Wirte sind bereit für Open-Air-Saison

Lange bevor es die Gäste zum Kaltgetränk unter freiem Himmel zieht, waren die Wirte schon fleißig.

Langenfeld/Monheim. Die angenehmen 25 Grad, die in unseren Breiten schon Mitte April für Wohlfühltemperaturen sorgten, waren für die Außengastronomie ein perfekter Start in die Saison. „Uns allen taten an diesen Tagen die Füße weh“, erinnert sich Jan Lohrum vom Hotel-Restaurant „Zum Vater Rhein“ an den Andrang der Radler und Spaziergänger beim sommerlichen Frühstart. Doch schnell sah es schon wieder anders aus. „Anderseits zeigte das nasskalte Wetter zum 1. Mai die klassischen Risiken des Terrassengeschäfts“, ergänzt Lohrum weiter, der die Winterpause genutzt hat.

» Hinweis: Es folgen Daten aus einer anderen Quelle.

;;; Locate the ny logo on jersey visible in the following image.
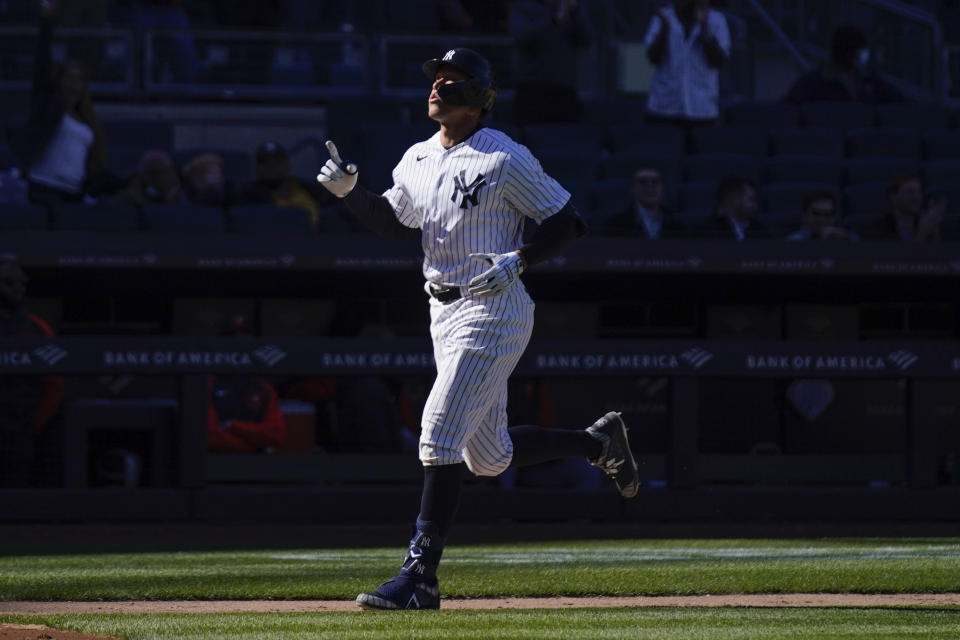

Dino Engelhardt, Gastronom

Er ließ die Fassade des historischen Hauses erneuern, erweiterte den Spielplatz und legte neue Parkplätze an. „Jetzt können die Gäste kommen, eine spezielle, sommerliche Karte wartet“, verkündet er. Nach dem kurzen, kühlen Zwischenspiel sind die Temperaturen zum Wochenende wieder gestiegen und auch an den kommenden Tagen soll es warm bleiben.

Wenige Stromkilometer rheinabwärts hat auch Christoph Burzik, seit Ende 2016 „Chef“ der Baumberger Rheinterrassen, in der ruhigen Zeit Vorbereitungen für den Sommer getroffen. Erfreulich für ihn, dass er mit dem ausgedienten Aalschocker, der bald Museumsschiff sein wird, einen weiteren Anziehungspunkt vor die Tür gesetzt bekommt. Neu ist, dass der „Baumberg Beach“ jetzt im 300 Personen fassenden Terrassenbereich eine Self-Service-Station geschaffen hat, so dass durstige Wanderer nicht mehr lange auf ihre Erfrischung warten müssen. Wer dort im kleinen Kreis mit maximal 20 Personen feiern will, kann einen abgeschlossen Bereich reservieren, um beispielsweise den Sonnenuntergang zu bewundern.

Sonnenuntergang und Rheinblick waren bisher auch die Erfolgsrezepte für den Monberg. Infolge der imposanten Neubauten ist der Fluss von der Terrasse kaum noch zu sehen. Die Gastronomie öffnet nur noch bei schönem Wetter, besagen die Infos auf der Homepage. Nachfragen enden auf einem Anrufbeantworter. Fazit: Spontane Besuche ja, Planungssicherheit nein.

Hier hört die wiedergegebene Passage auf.